2. A downturn in housing market

- purchase home(s) at below market prices in better locations for living and/or investment purposes


I realized that I can apply the strategy of dollar cost averaging to increase the purchasing power by timing the retirement. The best part of it is that I control the timing, not the market. Therefore,

1. I should accumulate when the economy is perceived to be doing well, when money is easy. The dollar is cheap here, with decrease in purchasing power.
2. I should spend/retire when the economy is perceived to be doing poorly, when money is scarce. The dollar is expensive here, with increase in purchasing power.


It is clear that the market will be highly susceptible to the 2020 presidential election. Market appears to be predicting that Donald Trump's second term will move the market higher, toward ever higher valuations.

If that is the perception, I am willing to let the market believe what it perceives to be true, because money will be cheap. Therefore, I will continue to accumulate the cheap cash, while money is easy.

It will take a while before market discovers the truth and falters. Unlike the la-la land, in the real world, market does not go up forever. But cheap money will continue to flow until then.

Therefore, if Donald Trump is re-elected, I will continue to work until market begins to falter, probably a year or two after the election. It will be another year or two after that before layoffs begin and economy contracts.
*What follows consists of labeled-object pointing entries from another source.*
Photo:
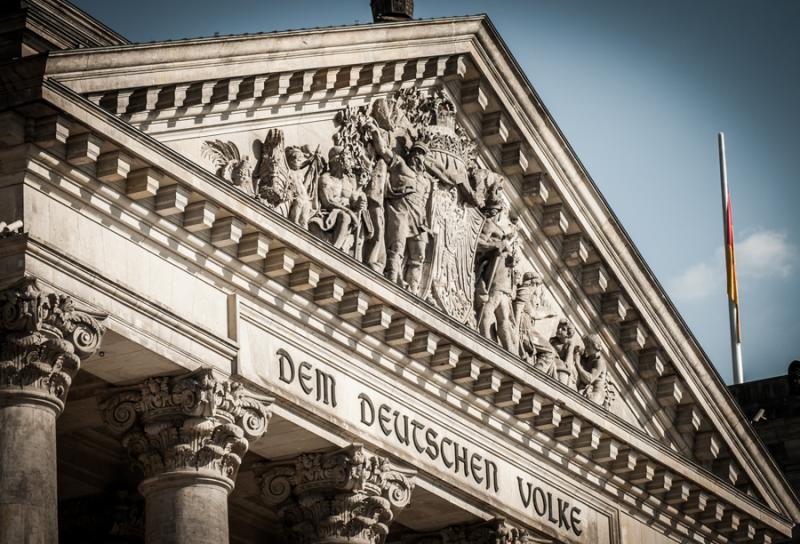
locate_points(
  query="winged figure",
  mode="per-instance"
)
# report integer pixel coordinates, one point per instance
(229, 164)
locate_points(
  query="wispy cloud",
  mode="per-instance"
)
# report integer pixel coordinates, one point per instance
(765, 254)
(761, 255)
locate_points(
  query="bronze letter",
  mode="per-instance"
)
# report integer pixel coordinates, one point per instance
(303, 378)
(525, 500)
(284, 361)
(366, 403)
(433, 446)
(384, 419)
(447, 463)
(574, 518)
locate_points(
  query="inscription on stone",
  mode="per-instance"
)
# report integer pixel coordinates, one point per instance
(426, 442)
(312, 381)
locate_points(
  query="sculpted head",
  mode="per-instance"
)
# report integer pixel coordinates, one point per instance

This maybe 2022-2024 time frame.

Otherwise, market may begin its downward spiral starting as early as 2020. This means 2021-2022 as a good exit point.

It's been an interesting and fruitful journey so far, and it appears that the journey will climax as it nears completion.

Jason
Posts: 2222
Joined: Mon Jan 30, 2017 8:37 am

Re: Generation-X' Journal

Post by Jason » Mon May 27, 2019 10:47 am

I agree with what you are saying with re: markets. I think this whole trade war thing is Trump creating volatility until we get closer to the election at which he will strike deal in order to play savior and markets will spike. I'm not proficient enough to predict anything after that.